Two local employers have won Ohio tax credits to create a total of nearly 200 new jobs.
Among them, footwear company Crocs Inc. expects to create 130 full-time local jobs, generating $4.4 million in new annual payroll after moving its North American distribution operation from California to Dayton.
Crocs designs, develops, markets and distributes casual lifestyle footwear and accessories.
RELATED: Exclusive: Footwear company Crocs coming to Dayton, creating 130+ jobs
The Ohio Tax Credit Authority approved a 1.54 percent, eight-year “job creation tax credit” to Crocs to move the work to Dayton.
The Dayton Daily News broke the news Feb. 28 that Crocs — one of the 10 largest non-athletic shoe brands —plans to move its North American distribution operation from Ontario, Calif. to a site near Dayton International Airport, with plans to hire more than 130 full-time workers late in 2019.
The decision represents yet another distribution operation planting a flag in the Dayton area where the local jobless rate remains near historic lows.

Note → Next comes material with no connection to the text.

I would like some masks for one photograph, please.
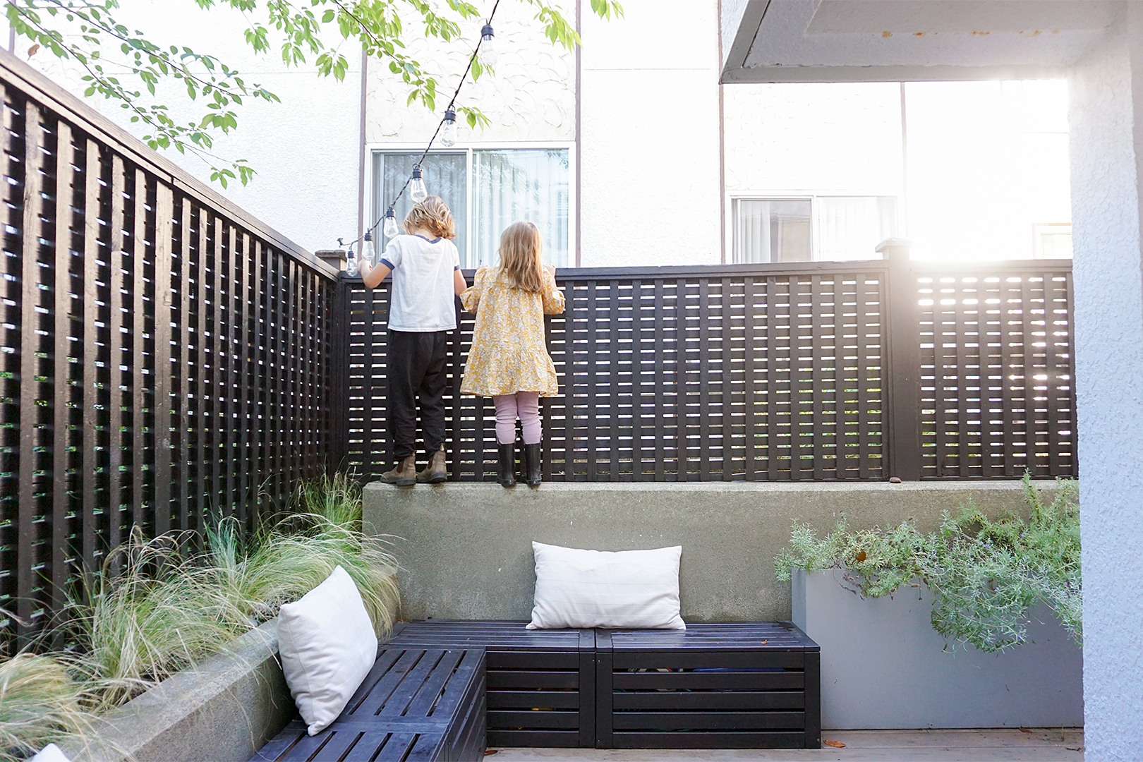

Booz Allen Hamilton Inc. — in Dayton, Riverside, Beavercreek and Fairborn — expects to create 60 full-time positions, generating $5.1 million in new annual payroll and retaining $30.9 million in existing payroll as a result of the company’s expansion project in those cities, the state said Monday.
The Tax Credit Authority approved a 1.912 percent, seven-year job creation tax credit for this project.
Booz Allen Hamilton is a consulting firm specializing in analytics, digital solutions, engineering and cyber-security.
In all on Monday, the state approved tax credits for 11 projects set to create 1,715 new jobs and retain 1,448 jobs across Ohio.